If $m$ is the minimal value and has neighbors $a,b,c,d$, then $$m=\dfrac{a+b+c+d}{4}$$
and so pick one of the neighbors say $a$, then $a$ has neighbors $m,e,f,g$ and so $$a = \dfrac{m+e+f+g}{4}$$ but I don't understand how this would imply that $a=m$ also. How do they draw this conclusion?
If $m$ is the minimal value, then $a,b,c,d \geq m$. Thus
$$m = \frac{a+b+c+d}{4} = \frac{a}{4} + \frac{b}{4} + \frac{c}{4} + \frac{d}{4} \geq \frac{a}{4} + \frac{m}{4} + \frac{m}{4} + \frac{m}{4} = \frac{a}{4} + 3\frac{m}{4}$$
By subtracting off $3\frac{m}{4}$ from the two sides of the above inequality, we deduce that $\frac{m}{4} \geq \frac{a}{4}$, so $m \geq a$. Since by hypothesis $m \leq a$, we conclude that $m=a$. By the same logic, $b,c,d=m$. Repeat this argument for all the neighbors of $a,b,c,d$, and so on (this can be made formal).

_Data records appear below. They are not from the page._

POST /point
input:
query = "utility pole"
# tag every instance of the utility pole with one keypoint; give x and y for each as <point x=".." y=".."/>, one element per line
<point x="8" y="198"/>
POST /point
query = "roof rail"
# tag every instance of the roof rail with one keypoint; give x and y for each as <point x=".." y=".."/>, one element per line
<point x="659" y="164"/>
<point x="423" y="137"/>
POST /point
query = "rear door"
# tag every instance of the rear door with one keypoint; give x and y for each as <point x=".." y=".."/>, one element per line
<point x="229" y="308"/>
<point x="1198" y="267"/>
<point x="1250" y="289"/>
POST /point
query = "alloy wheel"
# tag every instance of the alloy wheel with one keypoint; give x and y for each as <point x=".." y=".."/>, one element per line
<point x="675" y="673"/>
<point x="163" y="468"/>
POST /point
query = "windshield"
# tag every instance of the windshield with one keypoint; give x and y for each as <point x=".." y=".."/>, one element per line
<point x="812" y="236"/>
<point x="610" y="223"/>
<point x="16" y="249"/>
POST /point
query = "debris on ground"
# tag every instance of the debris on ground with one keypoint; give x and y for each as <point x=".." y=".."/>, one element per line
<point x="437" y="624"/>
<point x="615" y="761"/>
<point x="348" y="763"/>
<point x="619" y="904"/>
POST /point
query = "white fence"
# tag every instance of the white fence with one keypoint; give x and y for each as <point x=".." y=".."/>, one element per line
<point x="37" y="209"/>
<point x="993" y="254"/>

This is a discrete version of a Maximum principle, as show up in complex analysis and PDEs. Intuitively, you have a function on the chessboard with the property that the value at a square is equal to the average of its neighbors. If the function is not constant in the neighborhood of a particular square, then some neighboring values must be larger and some smaller, in order for the averaging to work out. However, if the value at a given square is a minimum, we are forced to conclude that the neighbors share the same value, so that the function is constant.